During a break from their tongue-in-cheek banter, MacFarlane and Belleville sat down with us to discuss comedic chops, relatability, and suppressing their laughter.

HuffPost TV: How does it feel to be back on your home turf, doing a Canadian series?

Luke MacFarlane: Very little of it feels any different than any other show I've done. A set is a set and material is material. We all work on the same thing. It's nice to be near my family again. They are happy about that. I've really enjoyed coming back and the only reason I found this project is I really wanted to do a comedy. My manager was like, "This is the funniest thing I've read." I read it and felt the exact same way.

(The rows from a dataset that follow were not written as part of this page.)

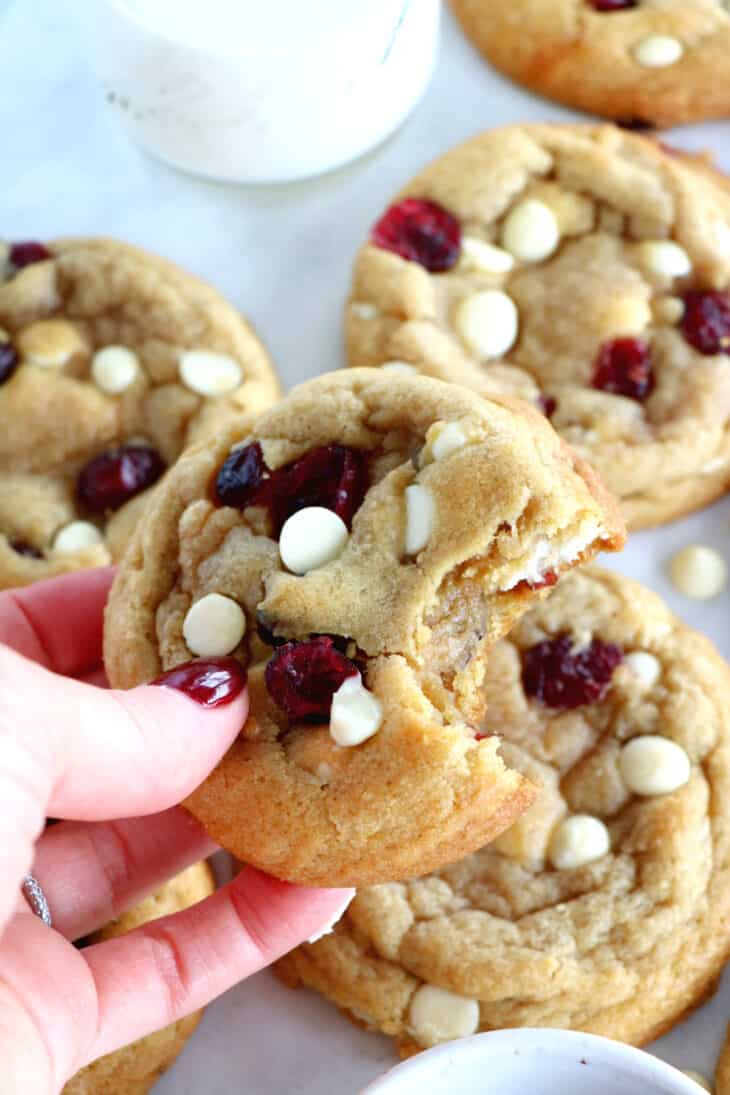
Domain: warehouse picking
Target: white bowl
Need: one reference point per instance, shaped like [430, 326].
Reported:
[534, 1062]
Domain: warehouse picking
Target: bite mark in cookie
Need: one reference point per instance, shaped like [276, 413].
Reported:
[361, 757]
[602, 909]
[593, 280]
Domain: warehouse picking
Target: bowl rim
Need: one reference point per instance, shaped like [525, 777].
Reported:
[566, 1044]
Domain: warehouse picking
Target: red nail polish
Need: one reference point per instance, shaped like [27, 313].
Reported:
[211, 682]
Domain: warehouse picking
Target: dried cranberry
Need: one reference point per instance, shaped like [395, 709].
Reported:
[331, 476]
[211, 682]
[8, 361]
[240, 476]
[624, 368]
[421, 232]
[302, 678]
[26, 253]
[27, 550]
[635, 125]
[117, 475]
[613, 4]
[706, 321]
[560, 676]
[549, 578]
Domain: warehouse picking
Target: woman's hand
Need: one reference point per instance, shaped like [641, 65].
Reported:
[70, 749]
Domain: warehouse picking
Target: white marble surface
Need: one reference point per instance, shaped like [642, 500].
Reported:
[282, 254]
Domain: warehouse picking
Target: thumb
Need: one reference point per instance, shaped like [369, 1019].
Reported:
[90, 753]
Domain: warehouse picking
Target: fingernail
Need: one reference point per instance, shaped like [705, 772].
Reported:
[211, 682]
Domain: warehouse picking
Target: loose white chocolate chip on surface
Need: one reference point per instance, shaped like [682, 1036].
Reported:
[531, 231]
[645, 667]
[76, 537]
[653, 765]
[698, 1079]
[356, 713]
[487, 322]
[312, 538]
[485, 257]
[658, 50]
[209, 373]
[578, 840]
[213, 625]
[442, 439]
[49, 343]
[664, 257]
[114, 369]
[419, 518]
[668, 310]
[363, 310]
[438, 1015]
[698, 572]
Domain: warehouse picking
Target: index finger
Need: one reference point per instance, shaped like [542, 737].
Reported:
[59, 622]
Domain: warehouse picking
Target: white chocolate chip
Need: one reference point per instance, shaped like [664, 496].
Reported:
[363, 310]
[531, 231]
[624, 315]
[400, 367]
[578, 840]
[438, 1015]
[487, 322]
[698, 1079]
[698, 572]
[213, 625]
[312, 538]
[658, 50]
[326, 929]
[49, 343]
[114, 369]
[645, 667]
[209, 373]
[76, 537]
[442, 439]
[553, 555]
[420, 511]
[664, 257]
[653, 765]
[485, 257]
[356, 714]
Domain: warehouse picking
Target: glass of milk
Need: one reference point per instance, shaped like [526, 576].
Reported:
[251, 91]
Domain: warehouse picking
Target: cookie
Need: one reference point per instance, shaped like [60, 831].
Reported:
[651, 62]
[112, 360]
[135, 1069]
[360, 551]
[605, 907]
[584, 269]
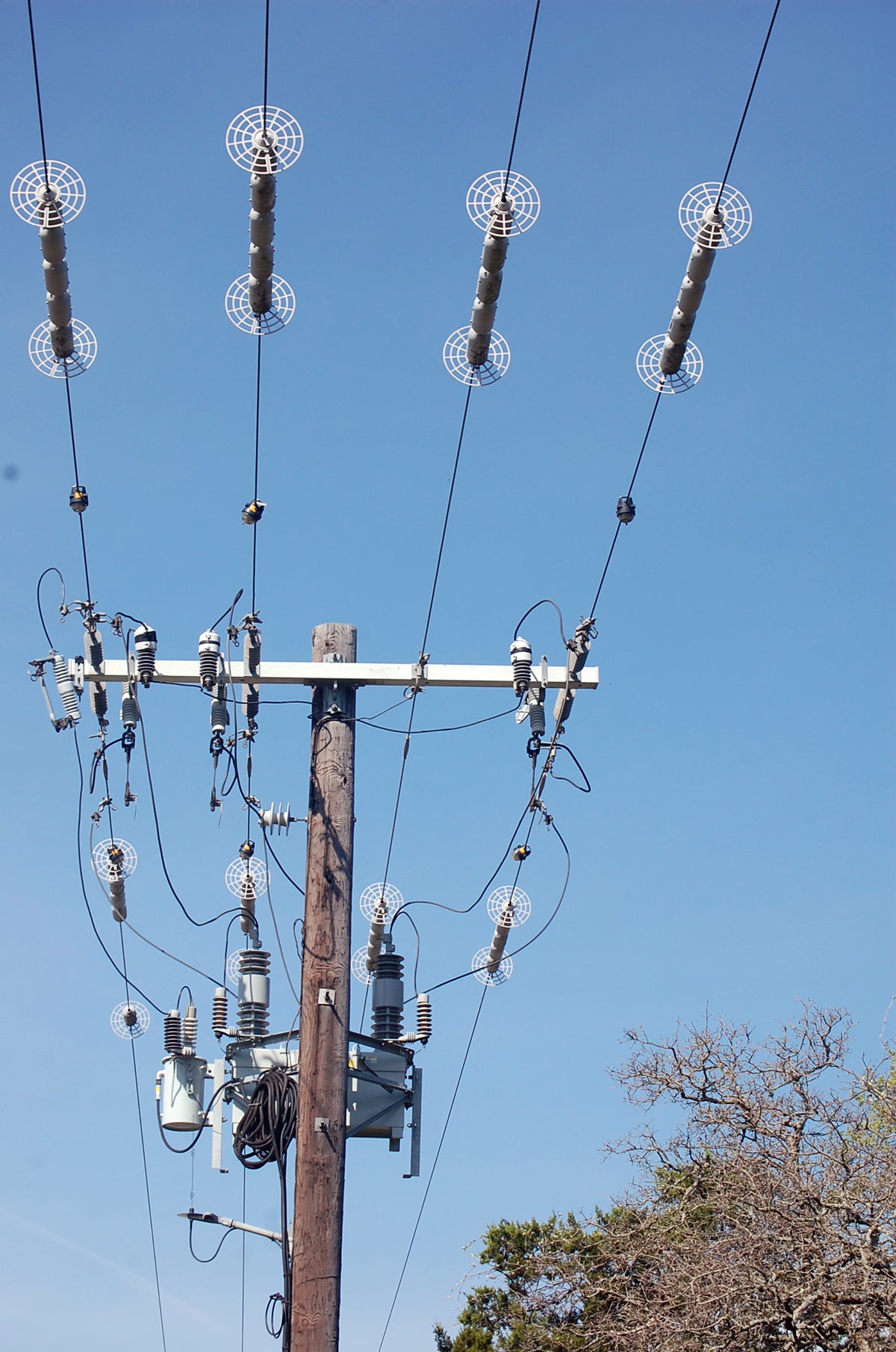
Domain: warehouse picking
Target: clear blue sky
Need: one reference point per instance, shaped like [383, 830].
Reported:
[735, 851]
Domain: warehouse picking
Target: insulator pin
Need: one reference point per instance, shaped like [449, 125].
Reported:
[173, 1033]
[190, 1029]
[522, 664]
[53, 244]
[220, 716]
[626, 510]
[63, 341]
[60, 308]
[208, 659]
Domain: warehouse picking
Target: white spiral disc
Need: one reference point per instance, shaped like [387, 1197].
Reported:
[457, 365]
[283, 307]
[231, 967]
[497, 978]
[373, 894]
[649, 370]
[487, 208]
[499, 899]
[252, 149]
[28, 195]
[237, 871]
[48, 362]
[360, 966]
[103, 867]
[734, 210]
[128, 1031]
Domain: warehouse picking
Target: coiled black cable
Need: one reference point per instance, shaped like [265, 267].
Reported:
[265, 1133]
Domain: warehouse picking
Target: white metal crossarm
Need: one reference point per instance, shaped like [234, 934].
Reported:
[337, 674]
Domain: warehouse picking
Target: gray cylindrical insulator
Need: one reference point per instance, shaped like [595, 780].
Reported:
[387, 996]
[255, 993]
[220, 716]
[261, 261]
[60, 308]
[208, 657]
[488, 287]
[261, 227]
[483, 318]
[264, 191]
[63, 341]
[260, 295]
[680, 325]
[537, 717]
[375, 939]
[116, 898]
[477, 348]
[710, 232]
[145, 645]
[522, 664]
[672, 356]
[252, 666]
[497, 951]
[248, 905]
[423, 1017]
[691, 295]
[56, 277]
[700, 263]
[65, 689]
[53, 244]
[495, 253]
[93, 649]
[626, 510]
[220, 1011]
[173, 1033]
[99, 699]
[130, 713]
[191, 1026]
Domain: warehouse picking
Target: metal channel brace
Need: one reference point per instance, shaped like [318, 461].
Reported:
[382, 1085]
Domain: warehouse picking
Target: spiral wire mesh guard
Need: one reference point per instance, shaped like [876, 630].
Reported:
[48, 362]
[28, 192]
[246, 138]
[235, 876]
[360, 966]
[105, 868]
[457, 365]
[372, 896]
[499, 899]
[497, 978]
[283, 307]
[660, 382]
[732, 207]
[130, 1021]
[484, 198]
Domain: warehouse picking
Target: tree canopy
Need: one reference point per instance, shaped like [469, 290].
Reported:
[767, 1223]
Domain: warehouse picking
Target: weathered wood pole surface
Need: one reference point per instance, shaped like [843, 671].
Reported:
[323, 1032]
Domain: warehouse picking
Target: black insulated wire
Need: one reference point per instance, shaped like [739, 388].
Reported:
[522, 95]
[37, 91]
[747, 107]
[429, 1182]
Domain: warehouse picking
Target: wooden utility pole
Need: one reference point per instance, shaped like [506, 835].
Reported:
[323, 1031]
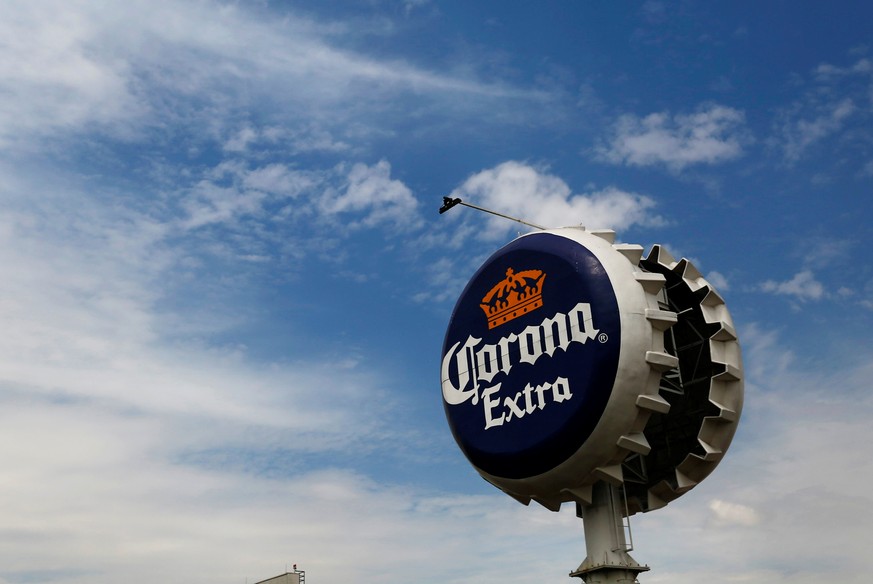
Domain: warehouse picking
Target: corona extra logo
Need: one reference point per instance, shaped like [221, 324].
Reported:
[516, 295]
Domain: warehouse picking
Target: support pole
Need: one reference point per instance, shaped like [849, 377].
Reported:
[608, 561]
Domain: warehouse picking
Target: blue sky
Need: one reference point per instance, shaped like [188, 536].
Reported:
[224, 282]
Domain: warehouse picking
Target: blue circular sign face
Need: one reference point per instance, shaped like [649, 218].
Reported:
[530, 356]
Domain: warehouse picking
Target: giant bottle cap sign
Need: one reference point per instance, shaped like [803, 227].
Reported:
[555, 373]
[530, 356]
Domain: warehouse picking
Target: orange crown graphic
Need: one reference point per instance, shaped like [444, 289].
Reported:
[514, 296]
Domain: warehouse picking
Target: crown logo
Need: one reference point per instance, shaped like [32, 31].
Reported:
[516, 295]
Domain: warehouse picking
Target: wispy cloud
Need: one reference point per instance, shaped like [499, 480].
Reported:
[824, 111]
[711, 135]
[68, 67]
[532, 194]
[803, 286]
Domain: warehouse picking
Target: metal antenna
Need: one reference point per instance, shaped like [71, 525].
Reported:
[449, 202]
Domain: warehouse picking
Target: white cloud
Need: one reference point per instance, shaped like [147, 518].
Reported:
[68, 67]
[802, 286]
[727, 513]
[370, 191]
[711, 135]
[788, 475]
[520, 190]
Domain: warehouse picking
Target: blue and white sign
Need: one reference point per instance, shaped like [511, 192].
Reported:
[530, 356]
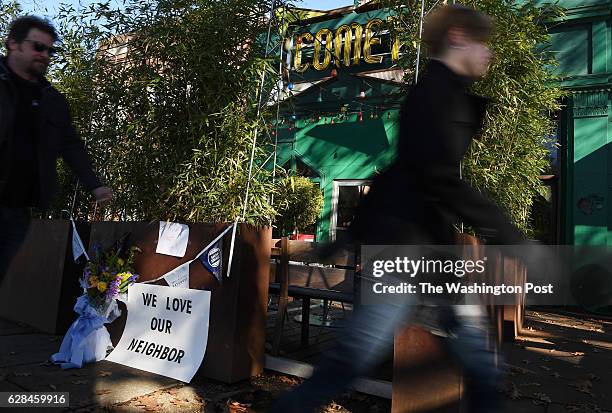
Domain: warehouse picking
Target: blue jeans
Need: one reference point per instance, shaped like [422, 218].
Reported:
[369, 336]
[14, 224]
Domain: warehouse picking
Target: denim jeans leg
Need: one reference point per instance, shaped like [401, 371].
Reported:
[470, 346]
[361, 345]
[14, 224]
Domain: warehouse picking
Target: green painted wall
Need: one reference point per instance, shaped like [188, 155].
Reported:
[349, 149]
[581, 42]
[346, 150]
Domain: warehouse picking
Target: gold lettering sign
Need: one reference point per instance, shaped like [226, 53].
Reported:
[299, 67]
[358, 33]
[347, 45]
[316, 61]
[370, 41]
[338, 43]
[395, 45]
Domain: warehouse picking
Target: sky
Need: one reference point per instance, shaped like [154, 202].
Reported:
[38, 6]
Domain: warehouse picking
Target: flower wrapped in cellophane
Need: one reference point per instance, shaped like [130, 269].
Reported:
[108, 276]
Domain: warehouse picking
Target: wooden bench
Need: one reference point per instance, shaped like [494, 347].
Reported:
[424, 376]
[297, 271]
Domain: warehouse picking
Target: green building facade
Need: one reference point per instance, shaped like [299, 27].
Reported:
[581, 41]
[339, 123]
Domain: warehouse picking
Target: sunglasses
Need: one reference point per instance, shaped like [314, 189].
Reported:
[41, 47]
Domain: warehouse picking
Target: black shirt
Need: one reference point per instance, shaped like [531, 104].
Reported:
[22, 186]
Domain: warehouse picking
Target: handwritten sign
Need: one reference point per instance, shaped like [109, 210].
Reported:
[173, 239]
[166, 331]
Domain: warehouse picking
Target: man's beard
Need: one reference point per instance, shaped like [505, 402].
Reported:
[38, 69]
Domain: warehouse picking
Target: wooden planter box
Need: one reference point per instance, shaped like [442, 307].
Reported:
[236, 338]
[42, 283]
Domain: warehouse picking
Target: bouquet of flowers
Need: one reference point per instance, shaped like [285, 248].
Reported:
[105, 279]
[108, 276]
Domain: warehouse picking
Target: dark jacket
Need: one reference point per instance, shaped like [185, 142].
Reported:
[423, 188]
[57, 138]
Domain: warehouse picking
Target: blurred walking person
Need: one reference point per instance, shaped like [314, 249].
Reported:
[417, 201]
[35, 129]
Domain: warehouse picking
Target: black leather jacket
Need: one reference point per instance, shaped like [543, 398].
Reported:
[423, 186]
[57, 138]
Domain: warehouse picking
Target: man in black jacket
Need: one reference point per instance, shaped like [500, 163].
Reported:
[35, 129]
[417, 201]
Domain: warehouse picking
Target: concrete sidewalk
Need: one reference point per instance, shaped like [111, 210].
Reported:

None of your recent projects has been comedic. What appealed to you about the genre?

LM: The biggest thing I want for my career is to have longevity and the best way to do that is to do everything and not be afraid. The more you limit yourself and what you're comfortable doing, the less opportunities you are going to have. Your ability to stay in the business a long time cuts down. A lot of the actors I really admire have all done comedy and it can be harder. I don't know why exactly. I think there's this whole other aspect of rhythm and the timing of a joke you need to practice.

What excited you about the premise, Ryan?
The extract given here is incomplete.